Layer 4 (Network) Load Balancing Layer 7 (Application) Load Balancing Client-Side Load Balancing
Operates on IP/Port without inspecting packet contents. Maintains persistent TCP connections between client and server. Terminates connections, inspects HTTP content (URLs, cookies), and intelligently routes requests to backend servers. Clients query a registry (or DNS) and connect directly to servers.
When to use: Great for persistent connections like WebSockets or raw performance needs. When to use: Ideal for standard HTTP/REST traffic and API Gateway routing. When to use: Ideal for internal microservices or when using distributed clusters like Redis.
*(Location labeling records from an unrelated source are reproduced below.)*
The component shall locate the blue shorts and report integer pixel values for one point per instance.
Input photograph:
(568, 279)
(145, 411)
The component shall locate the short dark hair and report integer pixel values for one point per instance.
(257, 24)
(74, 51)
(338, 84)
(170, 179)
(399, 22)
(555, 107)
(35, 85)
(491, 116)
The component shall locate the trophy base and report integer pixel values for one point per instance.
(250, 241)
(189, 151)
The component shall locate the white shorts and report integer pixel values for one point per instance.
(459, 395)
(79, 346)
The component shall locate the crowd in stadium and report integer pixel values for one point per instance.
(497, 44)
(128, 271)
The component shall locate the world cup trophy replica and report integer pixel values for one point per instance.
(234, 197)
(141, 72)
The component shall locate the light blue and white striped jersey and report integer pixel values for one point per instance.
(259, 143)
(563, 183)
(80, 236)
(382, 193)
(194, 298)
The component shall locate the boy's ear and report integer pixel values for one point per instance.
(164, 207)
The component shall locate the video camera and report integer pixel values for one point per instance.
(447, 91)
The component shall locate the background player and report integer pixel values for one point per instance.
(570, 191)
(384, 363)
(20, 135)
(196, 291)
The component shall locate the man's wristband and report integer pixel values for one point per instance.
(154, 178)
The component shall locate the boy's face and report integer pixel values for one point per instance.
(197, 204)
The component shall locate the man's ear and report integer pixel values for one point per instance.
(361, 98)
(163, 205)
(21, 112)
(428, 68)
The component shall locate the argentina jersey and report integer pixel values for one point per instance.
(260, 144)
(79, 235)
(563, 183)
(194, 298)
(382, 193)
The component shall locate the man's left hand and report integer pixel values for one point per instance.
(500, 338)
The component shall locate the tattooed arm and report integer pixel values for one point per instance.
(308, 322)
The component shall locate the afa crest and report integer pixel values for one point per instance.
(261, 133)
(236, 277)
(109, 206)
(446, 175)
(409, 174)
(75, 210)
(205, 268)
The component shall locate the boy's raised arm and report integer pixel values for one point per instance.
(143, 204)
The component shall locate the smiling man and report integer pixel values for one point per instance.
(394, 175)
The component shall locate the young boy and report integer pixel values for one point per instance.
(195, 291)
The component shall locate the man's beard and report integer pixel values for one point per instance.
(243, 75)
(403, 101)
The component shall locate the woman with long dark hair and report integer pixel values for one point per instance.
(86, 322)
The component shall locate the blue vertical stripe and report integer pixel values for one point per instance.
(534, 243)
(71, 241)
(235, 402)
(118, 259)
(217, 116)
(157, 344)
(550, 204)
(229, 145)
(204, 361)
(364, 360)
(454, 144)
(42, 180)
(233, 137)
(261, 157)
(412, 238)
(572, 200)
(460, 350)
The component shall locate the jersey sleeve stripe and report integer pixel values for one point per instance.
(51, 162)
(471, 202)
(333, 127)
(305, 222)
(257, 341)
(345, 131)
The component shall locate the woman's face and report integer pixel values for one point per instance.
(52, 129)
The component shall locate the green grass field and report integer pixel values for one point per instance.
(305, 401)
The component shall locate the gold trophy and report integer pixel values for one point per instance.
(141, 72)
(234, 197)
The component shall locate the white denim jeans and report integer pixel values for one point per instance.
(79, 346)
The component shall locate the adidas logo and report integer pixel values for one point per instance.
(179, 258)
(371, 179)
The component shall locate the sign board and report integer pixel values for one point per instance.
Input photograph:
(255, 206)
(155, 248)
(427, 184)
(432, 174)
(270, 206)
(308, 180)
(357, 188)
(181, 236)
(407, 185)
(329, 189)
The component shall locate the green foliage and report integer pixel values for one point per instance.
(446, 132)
🛠️ Implementation Strategies

  • Handling Network Failures: The assumption that "the network is reliable" is a dangerous fallacy. Implement Timeouts to avoid hanging requests, and use Retries with Exponential Backoff and Jitter to safely handle transient failures without creating a "thundering herd" that overwhelms recovering services.
  • Ensuring Safe Retries: Because network retries can result in duplicate actions, design APIs to be Idempotent. For write operations, require clients to pass an Idempotency Key so the server can guarantee the action is only processed once.
  • Preventing Cascading Failures: Use the Circuit Breaker pattern when calling external dependencies. If failures exceed a threshold, the circuit "trips" open to fail fast, reducing load on the struggling service and preventing the failure from consuming resources across your entire system.
  • Reducing Latency: Speed of light limitations mean geographic distance causes unavoidable latency. Use Content Delivery Networks (CDNs) to cache static assets at edge locations close to users. For dynamic data, use Regional Partitioning to co-locate users, services, and databases within the same geographic area.
  • Maintaining High Availability: Use load balancers configured with Health Checks to continuously monitor backend servers via TCP or HTTP. If a server crashes, the load balancer will automatically route traffic away from it to healthy nodes.

🧠 Interview Talk-Track

  • Key Insight: Do not over-engineer your communication protocols prematurely. Most systems should default to TCP and REST unless specific non-functional requirements dictate otherwise. You can earn strong signals by correctly anticipating failures and stating, "I am adding retries with exponential backoff and jitter to handle transient network faults".
  • Common Pitfall: Candidates frequently try to jump to specialized protocols like WebSockets, gRPC, or WebRTC just to sound impressive, which often alienates interviewers if the core system doesn't actually need them. For instance, proposing WebRTC for generic collaborative applications is usually a mistake, as WebRTC is highly complex and mostly reserved for video/audio conferencing.

Core Takeaway

Networking in HLD interviews is about choosing the simplest protocol that meets the requirements (usually HTTP/REST over TCP) and pairing it with robust failure handling mechanisms (Idempotency, Circuit Breakers, Exponential Backoff) and intelligent scaling (L4/L7 Load Balancing, CDNs) to create a resilient architecture.